After Ford introduced Assembly Bill 44 (AB44), lawmakers challenged the bill on several points. But opposition from the business community went beyond that, casting the bill as an overreach that would apply to mom-and-pop businesses as well as the business giants like AT&T, home builders, auto dealers, generic drug manufacturers and even the Henderson Chamber — all who showed up to testify against it.
The bill specifies the kinds of increases it is targeting: “The price for which results in the person paying more than $750 for the good or service over a 30-day period or $9,000 for the good or service over a 1-year period.” Proposed amendments are already looking to change that section of the bill, but substitute language that compares price changes over a five-year period doesn’t appear to be a viable solution either.
Ford and Mark Krueger, chief deputy attorney general for the consumer protection bureau, had a bigger sales job to worry about.
Business representatives who showed up to testify in opposition seemed to think the bill could be targeting them. They presented all kinds of arguments, including conflicts with federal law, duplication in state law and the fear that AB44 would open everyone up to lawsuits by anyone who wanted to claim price fixing.
Opponents argued that the bill’s language is subjective and too broad, that it would scrutinize anyone who raised prices even when there were legitimate reasons. They said it doesn’t take into account market conditions that could provide good reasons for higher prices.
“We’re talking about knowingly engaging in fraudulent and deceptive conduct. That’s the threshold,” Ford said. He and Krueger said it again and again. They presented that intent as an assurance to the people who protested. But they didn’t make much headway.
Ford and Krueger tried to stop a belief that AB44 is an attempt at rent control, too.

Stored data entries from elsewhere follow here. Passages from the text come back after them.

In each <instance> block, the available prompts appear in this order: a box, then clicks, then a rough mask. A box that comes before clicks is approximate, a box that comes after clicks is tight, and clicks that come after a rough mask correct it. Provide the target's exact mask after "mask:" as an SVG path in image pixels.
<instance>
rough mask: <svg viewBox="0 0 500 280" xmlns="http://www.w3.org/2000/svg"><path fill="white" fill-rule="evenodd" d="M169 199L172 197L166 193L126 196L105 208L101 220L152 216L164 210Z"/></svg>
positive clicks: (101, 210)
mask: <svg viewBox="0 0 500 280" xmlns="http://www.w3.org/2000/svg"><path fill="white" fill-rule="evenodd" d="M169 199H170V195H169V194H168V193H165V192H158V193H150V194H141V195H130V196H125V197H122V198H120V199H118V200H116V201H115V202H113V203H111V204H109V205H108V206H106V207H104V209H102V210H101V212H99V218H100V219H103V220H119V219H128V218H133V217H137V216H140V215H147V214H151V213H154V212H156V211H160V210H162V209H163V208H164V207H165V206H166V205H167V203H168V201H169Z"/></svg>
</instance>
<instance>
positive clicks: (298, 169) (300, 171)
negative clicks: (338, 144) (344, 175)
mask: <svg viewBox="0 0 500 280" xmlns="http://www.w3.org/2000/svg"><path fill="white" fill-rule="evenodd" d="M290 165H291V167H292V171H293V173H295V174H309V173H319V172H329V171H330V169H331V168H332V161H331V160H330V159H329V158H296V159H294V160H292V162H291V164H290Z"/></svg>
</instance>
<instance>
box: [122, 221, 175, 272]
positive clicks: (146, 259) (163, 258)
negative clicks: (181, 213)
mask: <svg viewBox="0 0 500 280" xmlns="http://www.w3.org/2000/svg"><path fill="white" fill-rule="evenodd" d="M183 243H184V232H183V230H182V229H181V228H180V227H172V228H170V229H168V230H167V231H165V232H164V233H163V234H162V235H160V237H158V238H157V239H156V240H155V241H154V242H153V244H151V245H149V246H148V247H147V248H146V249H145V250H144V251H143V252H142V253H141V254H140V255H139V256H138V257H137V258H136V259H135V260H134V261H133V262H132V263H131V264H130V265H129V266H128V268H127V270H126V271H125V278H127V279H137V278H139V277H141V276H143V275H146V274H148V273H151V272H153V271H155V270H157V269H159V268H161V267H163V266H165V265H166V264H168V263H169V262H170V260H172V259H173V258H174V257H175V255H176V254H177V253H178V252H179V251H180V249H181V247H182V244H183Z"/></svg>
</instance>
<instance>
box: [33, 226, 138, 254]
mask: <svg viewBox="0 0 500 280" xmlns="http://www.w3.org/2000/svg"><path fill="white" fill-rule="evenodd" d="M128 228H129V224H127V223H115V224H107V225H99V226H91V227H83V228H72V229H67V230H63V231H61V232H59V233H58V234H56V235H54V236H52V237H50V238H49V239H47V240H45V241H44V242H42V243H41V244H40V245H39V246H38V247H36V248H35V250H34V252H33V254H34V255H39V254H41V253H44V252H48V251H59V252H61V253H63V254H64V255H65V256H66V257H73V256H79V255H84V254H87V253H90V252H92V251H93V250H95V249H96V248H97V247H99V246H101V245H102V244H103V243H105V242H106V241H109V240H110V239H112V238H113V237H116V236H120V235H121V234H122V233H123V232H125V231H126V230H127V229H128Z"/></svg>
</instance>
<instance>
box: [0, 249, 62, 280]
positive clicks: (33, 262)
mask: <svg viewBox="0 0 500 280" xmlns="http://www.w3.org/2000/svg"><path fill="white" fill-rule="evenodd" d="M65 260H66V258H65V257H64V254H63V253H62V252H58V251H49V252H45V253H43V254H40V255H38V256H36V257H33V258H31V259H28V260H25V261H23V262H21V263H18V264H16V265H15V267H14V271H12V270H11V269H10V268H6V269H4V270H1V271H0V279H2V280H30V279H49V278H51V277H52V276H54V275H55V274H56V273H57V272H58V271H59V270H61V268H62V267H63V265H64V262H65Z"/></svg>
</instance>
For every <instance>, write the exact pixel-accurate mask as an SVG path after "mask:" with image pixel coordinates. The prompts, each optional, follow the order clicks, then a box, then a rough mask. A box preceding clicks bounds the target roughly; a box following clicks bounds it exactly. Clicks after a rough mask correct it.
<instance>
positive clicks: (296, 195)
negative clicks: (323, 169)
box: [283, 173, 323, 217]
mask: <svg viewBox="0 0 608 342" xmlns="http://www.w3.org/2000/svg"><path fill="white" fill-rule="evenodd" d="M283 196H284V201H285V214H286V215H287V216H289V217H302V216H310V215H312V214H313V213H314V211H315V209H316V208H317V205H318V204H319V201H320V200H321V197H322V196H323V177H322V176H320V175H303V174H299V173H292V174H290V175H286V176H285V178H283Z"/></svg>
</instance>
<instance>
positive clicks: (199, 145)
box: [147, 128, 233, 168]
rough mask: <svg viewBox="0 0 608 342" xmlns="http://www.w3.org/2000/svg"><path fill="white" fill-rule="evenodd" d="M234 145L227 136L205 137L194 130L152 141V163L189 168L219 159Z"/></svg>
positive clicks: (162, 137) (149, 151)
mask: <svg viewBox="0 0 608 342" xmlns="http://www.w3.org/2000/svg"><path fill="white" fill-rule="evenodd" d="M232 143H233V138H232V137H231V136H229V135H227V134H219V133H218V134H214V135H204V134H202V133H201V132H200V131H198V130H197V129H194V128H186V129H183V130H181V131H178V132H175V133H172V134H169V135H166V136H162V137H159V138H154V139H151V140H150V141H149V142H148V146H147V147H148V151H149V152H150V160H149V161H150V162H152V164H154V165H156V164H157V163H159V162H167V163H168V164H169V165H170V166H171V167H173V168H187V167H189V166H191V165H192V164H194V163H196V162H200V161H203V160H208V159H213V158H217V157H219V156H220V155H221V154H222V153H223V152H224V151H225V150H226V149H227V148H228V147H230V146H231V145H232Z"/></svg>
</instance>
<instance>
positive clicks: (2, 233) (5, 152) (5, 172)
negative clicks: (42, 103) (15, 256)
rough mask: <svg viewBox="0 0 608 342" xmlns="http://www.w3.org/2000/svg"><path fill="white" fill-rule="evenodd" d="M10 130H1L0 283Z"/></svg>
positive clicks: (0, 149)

Krueger’s comment on deceptive trade practices gave businesses another reason to wonder whether they would be targeted. In particular, AT&T, Verizon and T-Mobile all sent representatives to oppose the bill.
“We know what it looks like and we know that it’s prevalent, especially when it preys on Nevadans,” Krueger said.
Jonathan Norman of the Nevada Coalition of Legal Service Providers was the only voice in support: “This is about scammers trying to fleece Nevadans. And when I think of the consumers we see, the people we see coming into our offices, they almost uniformly no matter the issue have been … had economic harm happen to them. And I appreciate any bill that stands up for those consumers.”